The latest Relevamiento de Expectativas de Mercado (REM) from the Banco Central has raised inflation expectations for March and the rest of 2026. Consultancies forecast 3.0% for March, with an annual projection of 29.1%. They also updated estimates for the dollar, GDP, and unemployment.
The Banco Central released its latest Relevamiento de Expectativas de Mercado (REM), where participating consultancies revised inflation projections upward. For March, they estimate 3.0%, with core inflation at 2.9%, up 0.5 percentage points from the previous REM. The official INDEC data will be released on Tuesday, April 14.
Monthly expectations decline gradually: 2.6% in April, 2.3% in May, 2.0% in June and July, and 1.8% in August and September. The full-year 2026 inflation forecast is 29.1%, 3.1 points higher than in the prior survey.

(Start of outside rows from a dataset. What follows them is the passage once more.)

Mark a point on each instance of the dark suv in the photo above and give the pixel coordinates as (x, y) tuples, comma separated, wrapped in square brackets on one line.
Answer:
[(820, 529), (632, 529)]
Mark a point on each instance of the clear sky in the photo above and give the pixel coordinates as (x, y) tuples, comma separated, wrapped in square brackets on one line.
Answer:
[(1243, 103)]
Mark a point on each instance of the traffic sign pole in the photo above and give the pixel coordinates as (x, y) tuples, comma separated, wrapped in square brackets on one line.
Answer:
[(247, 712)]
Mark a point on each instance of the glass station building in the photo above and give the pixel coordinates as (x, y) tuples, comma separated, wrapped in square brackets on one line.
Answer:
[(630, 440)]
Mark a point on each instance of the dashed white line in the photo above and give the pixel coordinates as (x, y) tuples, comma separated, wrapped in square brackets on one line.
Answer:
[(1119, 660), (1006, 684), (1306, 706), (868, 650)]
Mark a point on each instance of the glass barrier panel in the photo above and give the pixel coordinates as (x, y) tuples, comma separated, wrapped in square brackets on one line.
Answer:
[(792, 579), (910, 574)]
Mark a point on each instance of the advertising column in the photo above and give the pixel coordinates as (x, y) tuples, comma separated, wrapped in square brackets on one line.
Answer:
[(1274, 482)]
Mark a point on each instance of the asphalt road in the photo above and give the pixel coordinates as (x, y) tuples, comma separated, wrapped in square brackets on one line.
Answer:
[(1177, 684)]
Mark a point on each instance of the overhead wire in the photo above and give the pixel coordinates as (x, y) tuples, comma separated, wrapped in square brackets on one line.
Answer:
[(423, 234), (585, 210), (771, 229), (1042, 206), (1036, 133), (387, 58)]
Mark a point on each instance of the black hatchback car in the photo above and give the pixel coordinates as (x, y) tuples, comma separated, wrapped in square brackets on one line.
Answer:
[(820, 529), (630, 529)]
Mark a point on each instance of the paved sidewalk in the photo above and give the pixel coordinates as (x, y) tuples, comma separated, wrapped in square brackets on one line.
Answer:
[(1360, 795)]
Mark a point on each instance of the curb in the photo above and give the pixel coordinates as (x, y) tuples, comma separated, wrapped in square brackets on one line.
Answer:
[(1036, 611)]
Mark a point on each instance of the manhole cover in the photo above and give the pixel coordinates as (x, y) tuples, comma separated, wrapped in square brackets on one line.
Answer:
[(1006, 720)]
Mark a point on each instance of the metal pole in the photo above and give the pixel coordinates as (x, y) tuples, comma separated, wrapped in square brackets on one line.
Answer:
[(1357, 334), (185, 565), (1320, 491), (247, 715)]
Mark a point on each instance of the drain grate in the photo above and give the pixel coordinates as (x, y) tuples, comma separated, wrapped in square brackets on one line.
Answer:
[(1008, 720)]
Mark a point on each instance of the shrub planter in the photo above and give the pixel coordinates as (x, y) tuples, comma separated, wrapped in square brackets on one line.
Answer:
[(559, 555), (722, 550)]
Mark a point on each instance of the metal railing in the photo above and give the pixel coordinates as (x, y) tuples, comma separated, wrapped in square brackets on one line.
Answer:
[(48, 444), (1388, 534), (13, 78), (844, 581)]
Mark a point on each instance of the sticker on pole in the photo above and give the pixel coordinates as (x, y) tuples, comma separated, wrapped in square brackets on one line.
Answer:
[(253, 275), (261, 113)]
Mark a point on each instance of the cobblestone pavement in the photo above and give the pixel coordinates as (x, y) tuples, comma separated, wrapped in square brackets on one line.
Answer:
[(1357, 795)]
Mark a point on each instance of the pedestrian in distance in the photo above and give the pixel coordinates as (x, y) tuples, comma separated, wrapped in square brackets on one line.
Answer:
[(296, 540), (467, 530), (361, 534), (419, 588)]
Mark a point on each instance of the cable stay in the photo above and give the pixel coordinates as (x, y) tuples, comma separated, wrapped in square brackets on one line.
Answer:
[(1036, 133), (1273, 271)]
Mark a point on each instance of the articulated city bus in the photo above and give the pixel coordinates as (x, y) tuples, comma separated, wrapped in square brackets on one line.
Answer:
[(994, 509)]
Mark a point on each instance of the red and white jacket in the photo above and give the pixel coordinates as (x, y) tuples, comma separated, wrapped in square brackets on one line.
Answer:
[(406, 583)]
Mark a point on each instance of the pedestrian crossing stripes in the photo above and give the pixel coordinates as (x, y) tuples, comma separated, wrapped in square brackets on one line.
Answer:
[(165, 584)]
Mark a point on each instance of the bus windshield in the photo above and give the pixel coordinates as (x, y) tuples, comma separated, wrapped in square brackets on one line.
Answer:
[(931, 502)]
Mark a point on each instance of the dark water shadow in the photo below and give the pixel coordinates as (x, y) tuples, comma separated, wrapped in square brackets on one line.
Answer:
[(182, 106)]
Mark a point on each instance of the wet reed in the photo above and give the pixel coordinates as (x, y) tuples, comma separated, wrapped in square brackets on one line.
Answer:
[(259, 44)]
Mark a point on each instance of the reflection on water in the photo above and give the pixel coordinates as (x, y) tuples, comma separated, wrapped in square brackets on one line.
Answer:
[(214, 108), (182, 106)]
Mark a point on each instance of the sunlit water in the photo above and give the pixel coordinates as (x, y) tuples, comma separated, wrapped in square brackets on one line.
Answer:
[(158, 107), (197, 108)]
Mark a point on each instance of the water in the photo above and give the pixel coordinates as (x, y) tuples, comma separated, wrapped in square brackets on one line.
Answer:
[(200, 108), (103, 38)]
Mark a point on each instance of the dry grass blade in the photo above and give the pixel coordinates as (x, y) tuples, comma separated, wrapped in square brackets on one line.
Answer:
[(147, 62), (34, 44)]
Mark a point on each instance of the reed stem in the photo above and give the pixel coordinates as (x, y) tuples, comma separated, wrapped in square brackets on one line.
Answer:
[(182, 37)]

For the dollar, the average projection places it at $1,420 in April and $1,700 by year-end, with a 17.4% interannual variation. GDP would grow 1.3% in the first quarter, 0.8% in the second, and 0.7% in the third, ending 2026 at 3.3%, above the 2025 average.
Unemployment is projected at 7.6% in the first quarter and 7.3% in the fourth, below the 7.5% in Q4 2025 per INDEC. Other estimates include a wholesale interest rate (TAMAR) of 26.8% TNA in April and 23.4% in December, a trade surplus of US$14,114 million, and a primary fiscal surplus of $16.0 billones.